Number of bits (field in general) required to store decimal number

srinietrx · 11-01-2014, 02:00 PM

I am trying to write program as
if I give any decimal number as input n, it should give output
x = log2n i.e
log n/log2

Quote:

For example
n = 35;
x = log 35/log2
= 5.12
rounding off next number gives 6.
6 fields are required.

I can write program in this way.But if n value increases, it may lead to wrong result.

So Is there is any better way or algorithm to implement in program.
Guide me please.

NevemTeve · 11-01-2014, 02:11 PM

Code:

int bits= (int) floor (ln (num) / ln (2));

Edit: it's wrong, see below

srinietrx · 11-01-2014, 02:29 PM

yes.
Thank you for introducing new library function floor().But in my case I need to use ceil() as to round up value.
Actually I thought that this formula(log n/log 2) fails after certain number.

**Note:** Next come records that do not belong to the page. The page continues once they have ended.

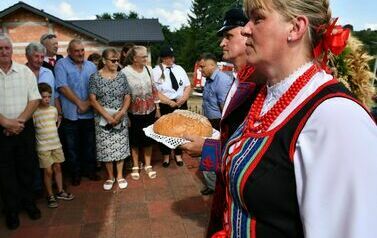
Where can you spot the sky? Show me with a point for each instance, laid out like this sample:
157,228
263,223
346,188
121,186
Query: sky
360,13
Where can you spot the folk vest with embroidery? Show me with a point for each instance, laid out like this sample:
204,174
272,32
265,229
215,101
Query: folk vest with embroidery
261,194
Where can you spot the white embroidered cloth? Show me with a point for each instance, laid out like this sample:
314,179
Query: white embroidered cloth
172,142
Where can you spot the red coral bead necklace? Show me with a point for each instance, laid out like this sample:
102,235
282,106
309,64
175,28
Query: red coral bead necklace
265,121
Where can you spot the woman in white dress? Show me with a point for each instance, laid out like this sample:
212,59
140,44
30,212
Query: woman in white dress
144,108
109,95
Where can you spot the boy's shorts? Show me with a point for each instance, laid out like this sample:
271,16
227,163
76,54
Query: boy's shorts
47,158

But I will stick with this.

ntubski · 11-01-2014, 10:57 PM

Code:

int bits= (int) floor (ln (num) / ln (2)) + 1;

No?

Quote:

Originally Posted by srinietrx

Actually I thought that this formula(log n/log 2) fails after certain number. But I will stick with this.

It fails for 0.

NevemTeve · 11-02-2014, 01:39 AM

You are right, it is ceil what you need, my bad.

Code:

int bits= (int) ceil (ln (num) / ln (2));

Also you can calculate discrete logarithm:

Code:

for (ntmp= num, ndigits= 0; ntmp>0; ntmp /= 2) ++ndigits;

ntubski · 11-02-2014, 08:31 AM

Quote:

Originally Posted by NevemTeve

Code:

int bits= (int) ceil (ln (num) / ln (2));

I look forward to seeing you encode the number "1" into 0 bits (actually, I suppose you could do it if encoding 0 is not needed).

Quote:

Also you can calculate discrete logarithm:

Code:

for (ntmp= num, ndigits= 0; ntmp>0; ntmp /= 2) ++ndigits;

This isn't the discrete logarithm (but it is the number bits you'll need).

NevemTeve · 11-02-2014, 11:35 AM

Thank you for pointing out my faults.
Anyways, let's try something to encode positive integers with bitvectors. Well, every positive integer can be written in binary, and the first binary digit is always 'one'. Let's store every bits, except for the first one:

Code:

 1 -    []
 2 -   [0]
 3 -   [1]
 4 -  [00]
 7 -  [11]
 4 -  [00]
 8 - [000]
15 - [111]

PS: Having re-read the Original Post, I've to admit I cannot tell what exactly the question is.

sundialsvcs · 11-04-2014, 07:13 AM

A few comments here:

(1) There are several well-known floating point number formats. All of them store an exponent and a mantissa. The actual number of "digits" represented internally is reflected in the mantissa, which is then raised to the power of the exponent. Probably the most-common format is the Extended floating-point type of the now-ubiquitous Intel® microprocessors.

(2) Each time you see a floating-point number, it has been converted to a printable (decimal) representation ... which, as it happens, is not exactly equal to its float-binary (internal) representation. Thus, "5.12" might be displayed as "5.1" or "5." and in any case it probably is not exactly-equal to "5.1200000...".

(3) Determination of "how many digits of the answer are significant" is really a basic engineering question, and would be even if you were using a slide-rule. Functions such as ln() are, after a certain point, just estimations. There's a certain, predictable amount of numeric error, and the subsequent series of operations that you perform will increase (never "decrease") that accumulated error.

(4) "Truly-decimal" floating point packages do exist ... which represent the numbers in question as individual digits and perform math exactly the way that you'd do it by hand. But these are typically used for accounting, not engineering applications, and I would not expect any of them to include transcendantal functions.